IEEE Trans Pattern Anal Mach Intell. 2006 Nov;28(11):1818-29. doi: 10.1109/TPAMI.2006.232.
This study investigates a variational, active curve evolution method for dense three-dimentional (3D) segmentation and interpretation of optical flow in an image sequence of a scene containing moving rigid objects viewed by a possibly moving camera. This method jointly performs 3D motion segmentation, 3D interpretation (recovery of 3D structure and motion), and optical flow estimation. The objective functional contains two data terms for each segmentation region, one based on the motion-only equation which relates the essential parameters of 3D rigid body motion to optical flow, and the other on the Horn and Schunck optical flow constraint. It also contains two regularization terms for each region, one for optical flow, the other for the region boundary. The necessary conditions for a minimum of the functional result in concurrent 3D-motion segmentation, by active curve evolution via level sets, and linear estimation of each region essential parameters and optical flow. Subsequently, the screw of 3D motion and regularized relative depth are recovered analytically for each region from the estimated essential parameters and optical flow. Examples are provided which verify the method and its implementation.

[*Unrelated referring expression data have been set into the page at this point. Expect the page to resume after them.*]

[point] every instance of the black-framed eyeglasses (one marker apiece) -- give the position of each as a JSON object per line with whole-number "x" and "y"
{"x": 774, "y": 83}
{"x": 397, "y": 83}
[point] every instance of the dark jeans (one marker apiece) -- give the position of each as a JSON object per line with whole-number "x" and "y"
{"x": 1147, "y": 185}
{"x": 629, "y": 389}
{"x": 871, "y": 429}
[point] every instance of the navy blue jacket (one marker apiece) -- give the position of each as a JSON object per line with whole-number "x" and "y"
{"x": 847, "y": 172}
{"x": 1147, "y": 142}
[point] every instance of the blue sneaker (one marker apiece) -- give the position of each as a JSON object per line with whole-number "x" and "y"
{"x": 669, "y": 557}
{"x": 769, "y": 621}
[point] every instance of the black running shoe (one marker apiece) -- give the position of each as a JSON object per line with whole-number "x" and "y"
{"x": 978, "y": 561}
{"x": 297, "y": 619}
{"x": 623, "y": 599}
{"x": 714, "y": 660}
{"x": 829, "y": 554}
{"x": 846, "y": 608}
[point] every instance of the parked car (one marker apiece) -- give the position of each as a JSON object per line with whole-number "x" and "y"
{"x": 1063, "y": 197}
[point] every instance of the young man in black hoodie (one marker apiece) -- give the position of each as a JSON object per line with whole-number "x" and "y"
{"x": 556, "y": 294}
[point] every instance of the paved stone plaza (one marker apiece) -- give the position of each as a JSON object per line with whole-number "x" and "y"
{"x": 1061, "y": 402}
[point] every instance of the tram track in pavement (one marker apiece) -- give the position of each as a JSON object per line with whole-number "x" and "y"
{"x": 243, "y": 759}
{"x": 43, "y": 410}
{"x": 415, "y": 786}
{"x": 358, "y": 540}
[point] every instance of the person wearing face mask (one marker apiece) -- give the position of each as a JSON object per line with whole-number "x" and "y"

本研究探讨了一种变分主动曲线演化方法,用于对包含由可能移动的相机观察到的移动刚体的场景的图像序列中的密集三维(3D)分割和光流解释。该方法联合执行3D运动分割、3D解释(3D结构和运动的恢复)以及光流估计。目标泛函为每个分割区域包含两个数据项,一个基于将3D刚体运动的基本参数与光流相关联的仅运动方程,另一个基于Horn和Schunck光流约束。它还为每个区域包含两个正则化项,一个用于光流,另一个用于区域边界。泛函取最小值的必要条件通过水平集的主动曲线演化导致并发的3D运动分割,以及每个区域基本参数和光流的线性估计。随后,从估计的基本参数和光流中解析地恢复每个区域的3D运动螺旋和正则化相对深度。提供了验证该方法及其实现的示例。